#openstack-meeting log

20:00:31 <asadoughi> #startmeeting blueprint ovs-firewall-driver
20:00:32 <openstack> Meeting started Mon Dec 16 20:00:31 2013 UTC and is due to finish in 60 minutes.  The chair is asadoughi. Information about MeetBot at http://wiki.debian.org/MeetBot.
20:00:33 <openstack> Useful Commands: #action #agreed #help #info #idea #link #topic #startvote.
20:00:35 <openstack> The meeting name has been set to 'blueprint_ovs_firewall_driver'
20:01:03 <asadoughi> everyone around for the meeting?
20:01:35 <asadoughi> say hi if you're here for the blueprint ovs-firewall-driver meeting
20:01:42 <JunPark_> hi asadoughi, this is Jun.
20:01:59 <asadoughi> hi JunPark_
20:02:35 <JunPark_> I believe Mike Wilson is here as well.

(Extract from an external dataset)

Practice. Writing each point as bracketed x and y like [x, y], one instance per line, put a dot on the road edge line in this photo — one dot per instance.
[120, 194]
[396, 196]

20:03:31 <kanthi> Hi Amir, Kanthi here
20:03:41 <asadoughi> hi kanthi
20:03:45 <geekinutah> hi all
20:03:47 <geekinutah> <- Mike
20:03:56 <asadoughi> hi geekinutah
20:04:30 <asadoughi> #link https://wiki.openstack.org/wiki/Meetings/Neutron_blueprint_ovs-firewall-driver
20:04:43 <asadoughi> that's the agenda link for today
20:04:59 <asadoughi> #link blueprint https://blueprints.launchpad.net/neutron/+spec/ovs-firewall-driver
20:05:21 <asadoughi> #topic Purpose of blueprint
20:05:41 <asadoughi> I wanted to restate the purpose of the blueprint so everyone's on the same page as far as the direction.
20:05:46 <asadoughi> To support the security groups extension in the OVS neutron agent through OVS flows using the existing OVS library with feature parity to the existing iptables-based implementations. In Icehouse, the existing openvswitch plugin is being deprecated, so the blueprint is compatible with the ML2 plugin with the openvswitch mechanism driver.
20:06:20 <asadoughi> any questions or comments on the purpose statement?
20:06:52 <geekinutah> seems solid
20:08:02 <asadoughi> ok. on to the next topic...
20:08:17 <asadoughi> #topic Design decisions
20:08:54 <asadoughi> ok, so i wanted to talk about ovs and state. so this took up ~30 minutes of the ml2 meeting so i'll try to be more concise here
20:09:05 <asadoughi> #link https://etherpad.openstack.org/p/ovs-firewall-driver-stateless-2
20:09:27 <asadoughi> that's a link to the etherpad of where my discussion will be surrounding
20:10:06 <asadoughi> so, in ovs today, there are two best practices options of implementing security groups:
20:10:18 <asadoughi> 1. reflexive learning actions (available in OVS today)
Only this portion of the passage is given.